Réunion du jeudi 31 mai 2018 à 10h00
Commission des affaires européennes

Photo issue du site de l'Assemblée nationale ou de WikipediaBenoit Simian :

Je félicite à mon tour nos collègues pour la qualité de leurs travaux : je reconnais-là la convivialité du Sud-Ouest qui a rencontré les terres auvergnates agricoles ! Je me suis permis quelques amendements compte tenu des aléas climatiques qui ont récemment frappé le Sud-Ouest et notamment la viticulture girondine. Je voudrais revenir au point 25 de la proposition de résolution, car je suis comme nous tous très attaché à la certification « haute valeur environnementale » que vous évoquez. J'ai bien noté les propos d'André Chassaigne, qui a évoqué les leviers pour réussir la transition écologique à grande échelle avec la nécessité d'une harmonisation.
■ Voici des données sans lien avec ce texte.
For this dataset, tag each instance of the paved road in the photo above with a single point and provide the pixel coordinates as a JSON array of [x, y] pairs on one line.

C'est en effet extrêmement important. Nous avions ces jours derniers un certain nombre de débats dans l'hémicycle sur le projet de loi du ministre de l'agriculture ; je me plais à dire que nous avons tous un seul objectif : sortir de la chimie le plus vite possible, mais, sans compromettre le modèle économique. Aujourd'hui, il y a un débat assez inquiétant au niveau européen sur le cuivre. Il se murmure que son usage pourrait être interdit ; or le cuivre est utilisé en agriculture biologique, ce qui pourrait impacter la certification HVE3, qui est la plus élevée. Il ne faudrait pas que ces interdictions pénalisent les démarches environnementales entreprises. Il faut être pragmatique : le législateur ne peut pas tout régler. Il faut laisser la recherche faire son travail, et notre rôle est d'ouvrir la voie, investir, valoriser tout ce qui est fait, soutenir les innovations. Il y en a de nombreuses dans le Médoc, telles que les cépages résistants, le traitement des vignes avec des algues, ce qui n'empêche pas de devoir détruire derrière les récoltes alors que les résultats sont excellents.